Secara khusus FSP RTMM-SPSI memberi perhatian pada sektor SKT karena sebagian besar anggotanya berkecimpung dalam sektor ini. “Sektor ini juga menampung banyak tenaga kerja yang jumlahnya 92% dari seluruh tenaga kerja IHT. Apalagi hampir 100% bahan bakunya berasal dari dalam negeri,” tambahnya.

Rencana revisi PP No 109/ 2012 dan Perda KTR yang dirasa kian eksesif juga menjadi perhatian FSP RTMM-SPSI. Meski Indonesia belum meratifikasi FCTC (Framework Convention on Tobacco Control), ketentuan yang ditetapkan dalam PP 109/2012, sebenarnya sudah cukup menjadi sandungan bagi IHT.

Hal ini dikarenakan peraturan-peraturan terkait produksi, peredaran (termasuk promosi), dan pengembangan produk IHT, telah membuat IHT berjalan abnormal walau tetap bertahan. “Karena itulah, FSP RTMM-SPSI bersama mitra kami berharap jangan sampai berbagai adanya rencana revisi atas PP 109/2012 menyebabkan IHT semakin menurun hingga berimbas pada hilangnya lapangan pekerjaan,” katanya.

FSP RTMM-SPSI juga menyayangkan pengaturan kawasan tanpa rokok (KTR) oleh 340 pemerintah daerah yang dinilai tidak tepat karena tidak mengacu pada ketentuan yang tertuang dalam PP 109 dan cenderung mendiskreditkan produk rokok.
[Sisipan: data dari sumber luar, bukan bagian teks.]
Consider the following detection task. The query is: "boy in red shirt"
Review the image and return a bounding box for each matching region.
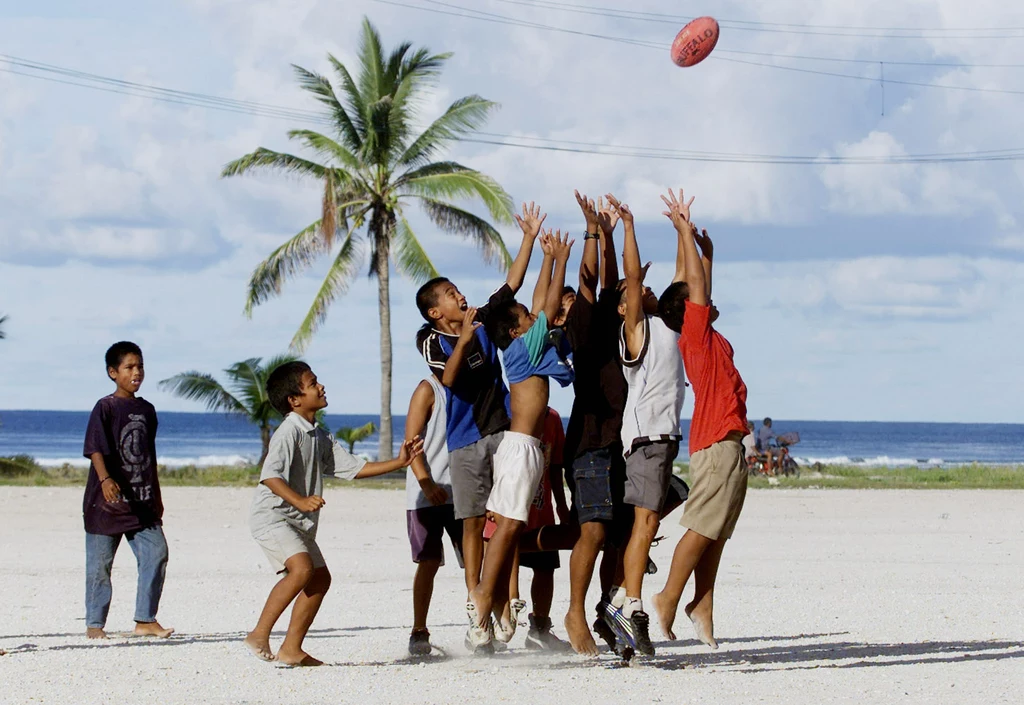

Meski sebenarnya, hasil pungutan cukai dan pajak atas produk rokok sesungguhnya telah berkontribusi besar terhadap daerah dan negara.

Terkait penetapan cukai baru (ekstensifikasi cukai) pada produk plastik dan minuman berpemanis serta emisi CO2, FSP RTMM-SPSI menegaskan penolakannya. Organisasi ini meyakini penetapan kebijakan baru hendaknya mempertimbangkan hasil studi yang mendalam, sasaran yang hendak dicapai dan akibat-akibat yang ditimbulkan. Tidak semata-mata memberlakukan adanya penetapan cukai seperti IHT.

Contohnya pada plastik, pihaknya berharap pemerintah tidak membebani industri atas perilaku masyarakat yang tidak tertib dalam pengelolaan. Sejauh ini produk plastik digunakan untuk melindungi higienitas produk makanan minuman.

“Bila produk plastik diganti, pemerintah belum menyiapkan substitusinya. Begitu pun untuk minuman berpemanis. Upaya menekan angka diabetes mestinya dapat dilakukan dengan cara yang bijak,” ucapnya. (Sudarsono)
(ysw)
Copyright ©2024 SINDOnews.com
All Rights Reserved
berita/ rendering in 0.0840 seconds (0.1#10.140)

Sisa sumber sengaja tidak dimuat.